During this time I would journal and write poetry. I found it really helpful to vent and try to process what I was feeling, but mostly I felt it might be a way to map my way back to myself. I would like to share this poem I wrote in late 2005.
Identity thief 
Looking in the mirror I see mysterious sadness
The girl is painted happy, an exhausting facade
No longer can I see myself
I feel I’m lost inside
Time erasing who I am
Perhaps I fled in anguish
I doubt my existence,  I fear I’ve disappeared
I will always feel some sadness when I read my poems, but ultimately it just reminds me of how far I have come and why I am so motivated to keep moving forward.
Separating yourself from your past and your struggles or even something you are working through today is not an easy task.
For me, the process began when a doctor asked me to think about what I loved and what others loved in me.
Overtime, as I learnt to reconnect with the feeling of loving what was most important to me, I started to find my way back to myself.
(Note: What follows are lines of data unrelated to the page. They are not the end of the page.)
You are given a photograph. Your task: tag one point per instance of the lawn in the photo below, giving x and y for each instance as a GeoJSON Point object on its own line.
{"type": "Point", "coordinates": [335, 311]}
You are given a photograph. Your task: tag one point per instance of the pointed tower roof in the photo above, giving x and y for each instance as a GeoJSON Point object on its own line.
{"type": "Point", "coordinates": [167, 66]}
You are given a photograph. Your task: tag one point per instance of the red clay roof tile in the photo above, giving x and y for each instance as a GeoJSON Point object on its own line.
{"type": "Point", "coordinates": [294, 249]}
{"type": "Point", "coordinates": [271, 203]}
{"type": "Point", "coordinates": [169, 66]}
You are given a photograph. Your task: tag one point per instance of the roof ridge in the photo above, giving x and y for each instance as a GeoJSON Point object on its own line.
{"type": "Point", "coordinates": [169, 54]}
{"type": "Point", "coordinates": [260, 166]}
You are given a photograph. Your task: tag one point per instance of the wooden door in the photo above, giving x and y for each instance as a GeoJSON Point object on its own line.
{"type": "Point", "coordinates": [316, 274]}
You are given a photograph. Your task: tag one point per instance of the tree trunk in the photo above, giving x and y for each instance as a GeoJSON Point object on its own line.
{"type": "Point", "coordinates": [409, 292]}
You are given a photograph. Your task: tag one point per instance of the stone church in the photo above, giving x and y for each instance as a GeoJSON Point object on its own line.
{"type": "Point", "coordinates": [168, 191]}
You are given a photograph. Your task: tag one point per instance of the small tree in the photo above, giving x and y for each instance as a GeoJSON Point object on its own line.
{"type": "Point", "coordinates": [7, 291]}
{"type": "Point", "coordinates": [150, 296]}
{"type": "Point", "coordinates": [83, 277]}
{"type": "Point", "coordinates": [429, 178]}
I knew that I was NOT my struggle or my illness. I was Catherine and I  loved my family. Slowly, I started to build on and believe in the things that they loved in me.
The next step was learning to love those qualities,  and eventually myself.
This has been a long process, but finding my own identity was a great place to start.
I know everybody has something in their past they struggle with. I would like to encourage you to believe the struggle is not who you are. When you are finally able to let it go, you will become the person you are meant to be. Your identity is your own and it will be there for you when you are ready.
I hope this part of my journey can be helpful in someway. Please know we are all on a path, we just have to decide how many bags we would like to carry.